The U.S. Must Attract and Retain Global Talent to Stay Competitive
Research shows that foreign-born STEM grads create jobs for native workers
May 25, 2012
There aren't many issues in politics that are so obvious they shouldn't need debating. But attracting and retaining skilled knowledge workers is surely one of them. It's like motherhood and apple pie—a total no-brainer.
Economists, left, right, and center, agree: In today's globalized, technology-driven world, innovation is the key to economic success, and human talent is the key to superior innovation. This is true in high-tech fields like computing and cybersecurity, but also in humbler, seemingly traditional realms like banking and manufacturing. Innovation is what makes a product competitive. It's what puts a company ahead of its rivals. It's what creates jobs, both in existing firms and start-ups. And no country in the world produces enough innovators—that's why we're all competing to attract them.
Study after study has quantified the boost. One recent report from the American Enterprise Institute and the Partnership for a New American Economy found that 100 foreign-born workers with STEM degrees create an average 262 additional jobs for native-born workers. Another study, of the technology businesses started in Silicon Valley in the dot-com era, found that Chinese and Indian engineers managed nearly a quarter of the total. Still other research found that foreign innovators and entrepreneurs were behind a quarter of the engineering and technology companies launched across the United States from 1995 to 2005.
The only thing that's inexplicable is why the United States isn't using every possible tool to attract and retain more global talent. We ought to be making it easier for science and math students to study here. Skilled workers doing needed jobs should have no trouble getting temporary visas. When those temporary visas run out, successful innovators and entrepreneurs should be allowed to stay permanently. We ought to be doing everything possible to streamline bureaucracy and increase quotas—to help people feel wanted and welcome and make it easy for them to choose America.
Goodness knows, our competitors are doing this. Most of the countries in Europe have overhauled their high-skilled visa programs in recent years. Canada and Australia have long been more welcoming. Even places like Chile and Singapore are catching up.
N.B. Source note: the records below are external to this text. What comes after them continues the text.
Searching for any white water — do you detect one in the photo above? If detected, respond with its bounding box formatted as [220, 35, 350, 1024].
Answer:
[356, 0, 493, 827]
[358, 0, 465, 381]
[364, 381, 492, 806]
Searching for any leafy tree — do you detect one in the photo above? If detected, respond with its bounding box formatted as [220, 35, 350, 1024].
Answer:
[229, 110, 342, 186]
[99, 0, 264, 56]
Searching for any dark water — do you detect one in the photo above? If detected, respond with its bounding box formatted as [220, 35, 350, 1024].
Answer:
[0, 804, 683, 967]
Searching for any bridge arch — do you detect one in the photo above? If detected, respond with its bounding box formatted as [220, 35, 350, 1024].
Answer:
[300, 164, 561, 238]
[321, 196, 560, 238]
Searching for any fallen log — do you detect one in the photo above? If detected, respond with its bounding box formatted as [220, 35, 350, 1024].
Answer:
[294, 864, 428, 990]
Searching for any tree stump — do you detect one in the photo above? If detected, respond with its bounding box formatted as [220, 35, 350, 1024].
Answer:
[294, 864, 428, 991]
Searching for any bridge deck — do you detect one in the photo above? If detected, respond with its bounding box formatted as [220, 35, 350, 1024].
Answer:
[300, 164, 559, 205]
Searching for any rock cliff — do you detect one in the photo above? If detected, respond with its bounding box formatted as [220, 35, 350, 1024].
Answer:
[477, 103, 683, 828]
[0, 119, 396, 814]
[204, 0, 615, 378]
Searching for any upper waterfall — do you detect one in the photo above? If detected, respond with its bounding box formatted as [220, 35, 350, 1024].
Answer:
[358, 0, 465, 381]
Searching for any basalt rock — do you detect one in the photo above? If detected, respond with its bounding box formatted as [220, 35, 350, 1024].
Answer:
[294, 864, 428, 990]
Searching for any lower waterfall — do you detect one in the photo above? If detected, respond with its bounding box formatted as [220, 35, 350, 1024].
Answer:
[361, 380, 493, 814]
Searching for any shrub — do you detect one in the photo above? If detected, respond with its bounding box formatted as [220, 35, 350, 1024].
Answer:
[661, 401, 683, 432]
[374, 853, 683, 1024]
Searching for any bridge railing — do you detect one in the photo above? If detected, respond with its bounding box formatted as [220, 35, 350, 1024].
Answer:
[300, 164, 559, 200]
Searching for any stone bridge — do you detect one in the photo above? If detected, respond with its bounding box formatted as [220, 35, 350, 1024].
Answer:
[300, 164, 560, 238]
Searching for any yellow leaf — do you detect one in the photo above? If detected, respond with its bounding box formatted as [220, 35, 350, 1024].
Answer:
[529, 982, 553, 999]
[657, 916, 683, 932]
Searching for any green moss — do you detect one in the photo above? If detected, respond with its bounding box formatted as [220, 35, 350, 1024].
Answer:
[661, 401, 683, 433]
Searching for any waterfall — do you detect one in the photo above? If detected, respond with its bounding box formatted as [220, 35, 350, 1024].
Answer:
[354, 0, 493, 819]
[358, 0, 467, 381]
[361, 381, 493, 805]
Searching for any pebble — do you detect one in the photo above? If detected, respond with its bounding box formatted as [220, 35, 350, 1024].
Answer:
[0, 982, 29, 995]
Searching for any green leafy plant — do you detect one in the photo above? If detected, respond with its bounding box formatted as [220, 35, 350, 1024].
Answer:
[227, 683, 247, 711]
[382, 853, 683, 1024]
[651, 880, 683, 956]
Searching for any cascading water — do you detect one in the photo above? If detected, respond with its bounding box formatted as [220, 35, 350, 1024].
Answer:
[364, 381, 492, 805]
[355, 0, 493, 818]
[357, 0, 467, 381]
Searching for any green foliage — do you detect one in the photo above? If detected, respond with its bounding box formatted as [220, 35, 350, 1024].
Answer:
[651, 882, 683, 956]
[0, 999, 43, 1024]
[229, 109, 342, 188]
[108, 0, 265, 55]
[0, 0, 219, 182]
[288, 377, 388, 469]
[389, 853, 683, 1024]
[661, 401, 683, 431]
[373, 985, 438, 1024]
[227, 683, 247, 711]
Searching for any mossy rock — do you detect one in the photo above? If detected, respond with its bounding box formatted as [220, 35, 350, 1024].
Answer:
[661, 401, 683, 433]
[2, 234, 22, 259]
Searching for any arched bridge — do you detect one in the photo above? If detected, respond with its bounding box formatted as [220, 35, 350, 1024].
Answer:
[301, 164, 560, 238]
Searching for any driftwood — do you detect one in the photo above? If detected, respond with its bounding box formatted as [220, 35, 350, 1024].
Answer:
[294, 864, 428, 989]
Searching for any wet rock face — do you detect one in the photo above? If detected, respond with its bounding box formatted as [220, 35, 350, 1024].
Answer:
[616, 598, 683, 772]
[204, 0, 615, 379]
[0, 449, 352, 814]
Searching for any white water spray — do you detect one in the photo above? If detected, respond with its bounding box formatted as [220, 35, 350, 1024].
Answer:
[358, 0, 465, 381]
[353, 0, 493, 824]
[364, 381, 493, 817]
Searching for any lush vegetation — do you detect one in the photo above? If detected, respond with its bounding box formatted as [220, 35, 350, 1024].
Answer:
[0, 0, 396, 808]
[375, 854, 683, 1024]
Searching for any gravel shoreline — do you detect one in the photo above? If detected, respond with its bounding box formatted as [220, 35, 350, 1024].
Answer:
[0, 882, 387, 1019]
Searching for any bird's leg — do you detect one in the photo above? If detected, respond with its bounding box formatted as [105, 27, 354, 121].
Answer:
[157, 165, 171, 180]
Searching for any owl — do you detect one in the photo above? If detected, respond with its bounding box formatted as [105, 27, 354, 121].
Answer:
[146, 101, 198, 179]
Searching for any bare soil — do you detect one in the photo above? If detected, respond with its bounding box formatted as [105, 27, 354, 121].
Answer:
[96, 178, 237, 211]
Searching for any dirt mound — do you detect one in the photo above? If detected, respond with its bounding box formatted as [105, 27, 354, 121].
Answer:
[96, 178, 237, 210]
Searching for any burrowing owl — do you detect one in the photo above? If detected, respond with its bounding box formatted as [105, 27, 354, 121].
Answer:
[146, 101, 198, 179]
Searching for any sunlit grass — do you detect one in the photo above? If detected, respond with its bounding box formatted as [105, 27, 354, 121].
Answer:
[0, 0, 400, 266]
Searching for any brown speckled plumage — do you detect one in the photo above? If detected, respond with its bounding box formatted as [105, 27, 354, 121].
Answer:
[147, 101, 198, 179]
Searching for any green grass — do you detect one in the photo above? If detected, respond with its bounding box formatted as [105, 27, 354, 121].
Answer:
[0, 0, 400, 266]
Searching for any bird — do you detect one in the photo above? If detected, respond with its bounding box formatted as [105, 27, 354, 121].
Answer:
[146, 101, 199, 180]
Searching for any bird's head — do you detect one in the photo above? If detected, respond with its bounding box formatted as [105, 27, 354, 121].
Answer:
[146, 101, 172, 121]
More ominous still, as conditions in China and India improve, increasing numbers of STEM students from both countries are returning home with advanced degrees from U.S. universities—taking skills learned at American taxpayers' expense to advance and enrich our competitors.
Why can't we get this right? It comes up every year in Congress, but no laws are passed. Lawmakers need to hear from voters who think it matters. This isn't about immigrants—it's about America.